Where is this evidence you’ve cited for your claims?

Archelaos 3 hours ago | parent | prev | next [-]

This is largely due to the fact that modern Italian is a systematised language that emerged from a literary movement (whose most prominent representative is Alessandro Manzoni) to establish a uniform language for the Italian people. At the time of Italian unification in 1861, only about 2.5% of the population could speak this language.

gbalduzzi 3 hours ago | parent [-]

The language itself was not invented for the purpose: it was the language spoken in Florence, than adopted by the literary movement and than selected as the national language.

It seems like the best tradeoff between information density and understandability actually comes from the deep latin roots of the language

gbalduzzi 3 hours ago | parent | prev | next [-]

I was honestly surprised to find it in the first place, because I assumed English to be at first place given the simpler grammar and the huge dataset available.

I agree with your belief, other languages have either lower density (e.g.

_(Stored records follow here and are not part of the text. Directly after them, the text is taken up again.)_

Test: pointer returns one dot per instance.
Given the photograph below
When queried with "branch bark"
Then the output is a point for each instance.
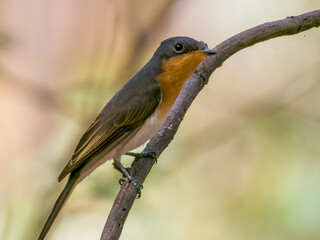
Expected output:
(141, 167)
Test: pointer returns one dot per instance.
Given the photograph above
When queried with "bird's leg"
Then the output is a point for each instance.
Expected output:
(128, 177)
(151, 155)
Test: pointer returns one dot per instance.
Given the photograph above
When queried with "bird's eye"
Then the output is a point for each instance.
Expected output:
(178, 47)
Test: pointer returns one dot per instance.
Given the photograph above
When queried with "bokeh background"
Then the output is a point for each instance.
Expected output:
(244, 163)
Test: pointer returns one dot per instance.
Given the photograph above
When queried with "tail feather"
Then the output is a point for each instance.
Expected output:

German) or lower understandability (e.g. English)

riffraff 2 hours ago | parent [-]

English has a ton of homophones, way more sounds that differ slightly (long/short vowels), and major pronunciation differences across major "official" languages (think Australia/US/Canada/UK).

Italian has one official italian (two, if you count IT_ch, but difference is minor), doesn't pay much attention to stress and vowel length, and only has a few "confusable" sounds (gl/l, gn/n, double consonants, stuff you get wrong in primary school). Italian dialects would be a disaster tho :)

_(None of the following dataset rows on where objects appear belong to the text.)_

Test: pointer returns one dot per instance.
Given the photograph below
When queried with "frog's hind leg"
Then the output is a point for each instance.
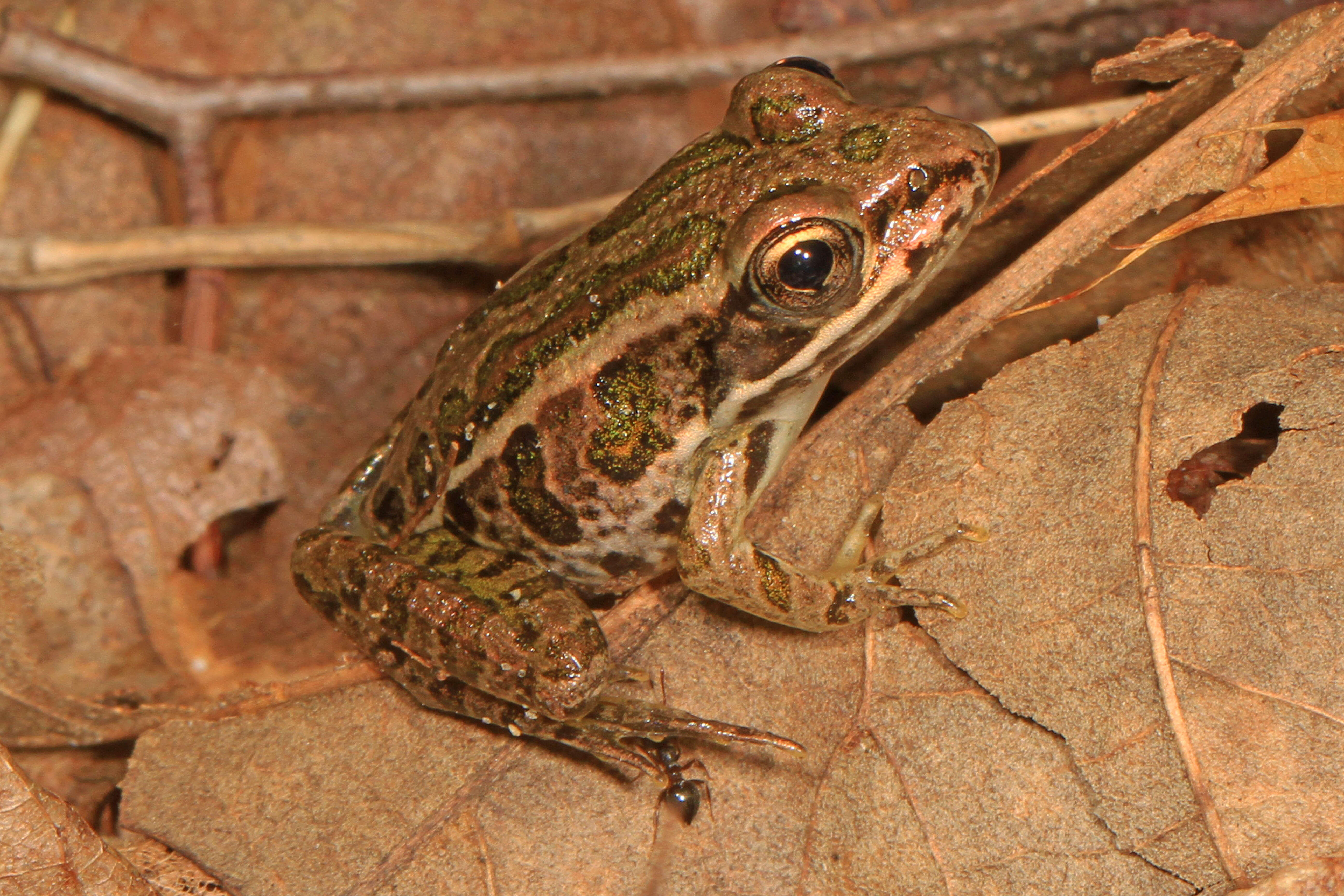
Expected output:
(491, 637)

hackyhacky 2 hours ago | parent | prev | next [-]

> the most phonetically advanced human language

That's interesting. As a linguist, I have to say that Haskell is the most computationally advanced programming language, having the best balance of clear syntax and expressiveness. I am qualified to say this because I once used Haskell to make a web site, and I also tried C++ but I kept on getting errors.

/s obviously.

Tldr: computer scientists feel unjustifiably entitled to make scientific-sounding but meaningless pronouncements on topics outside their field of expertise.

NewsaHackO 3 hours ago | parent | prev | next [-]

The only knowledge I have about how difficult Italian is comes from Inglourious Basterds.

mmooss 2 hours ago | parent | prev [-]

At least some relatively well-known research finds that all languages have similar information density in terms of bits/second (~39 bits/second based on a quick search). Languages do it with different amounts of phonetic sound / syllables / words per bit and per second, but the bps comes out the same.

I don't know how widely accepted that conclusion is, what exceptions there may be, etc.